Perekayasa BPBAT Tatelu, Iman Sudrajat, S.Pi. mengatakan, “Sebenarnya kegiatan kami bisa sampai ke tingkat konsumsi namun faktor ketersediaan dan harga pakan sidat komersil bila masuk ke wilayah Sulawesi Utara tentu menjadi sangat tinggi.”

 

Kegiatan budidaya pembesaran benih sidat (elver) di BPBAT Tatelu yang dimulai dari glass eel, hingga 2 minggu tidak dilakukan pergantian air, cukup dengan hanya mengangkat kotoran yang ada menggunakan serok setiap pagi sebelum pemberian pakan.  Setelah 2 minggu baru dilakukan pergantian air sebanyak 50% per 3 hari dan mulai dilakukan penjarangan.

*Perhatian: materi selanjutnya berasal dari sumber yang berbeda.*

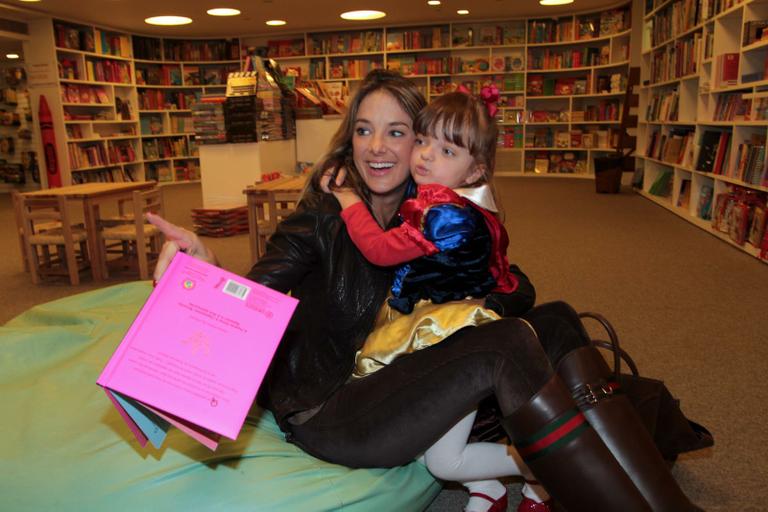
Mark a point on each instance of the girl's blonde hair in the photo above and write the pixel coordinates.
(339, 153)
(462, 120)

Selanjutnya Baca di majalah Info Akuakultur Edisi Mei 2016

Incoming search terms:

  • pertumbuhan ikan sidat
  • pakan sidat dewasa
  • pakan ikan sidat dewasa
  • pertumbuhan sidat
  • pakan ikan sidat
  • faktor pertumbuhan sidat
  • ukuran tinggi air untuk glass eel 0 16
  • ikan sidat
  • luas kolam pembesaran sidat untuk 1000 ekor
  • pakan ikan sidat berumur 1 sampai 2 bln

2 Comments on Pacu Pertumbuhan Ikan Sidat

  1. abdul kholil // August 3, 2017 at 10:15 am // Reply

    saya lagi pelihara 3 bulan jalan ikan sidat pembesaran tebar 20 kg isi 25 ekor/kg ada buntut bercak merah bagaimana cara menanganinya

    • Pengobatan dapat dilakukan dengan thiazine tang diberikan melaluai pakan dengan dosis 20 mg per hari untuk sidat seberaty 100g. pemberian dilakukan secara terus menerus selama satu minggu. Sidat yang terinfeksi juga dapat diobati dengan cara merendam dalam obat furam atau sulpha.

Leave a comment

Your email address will not be published.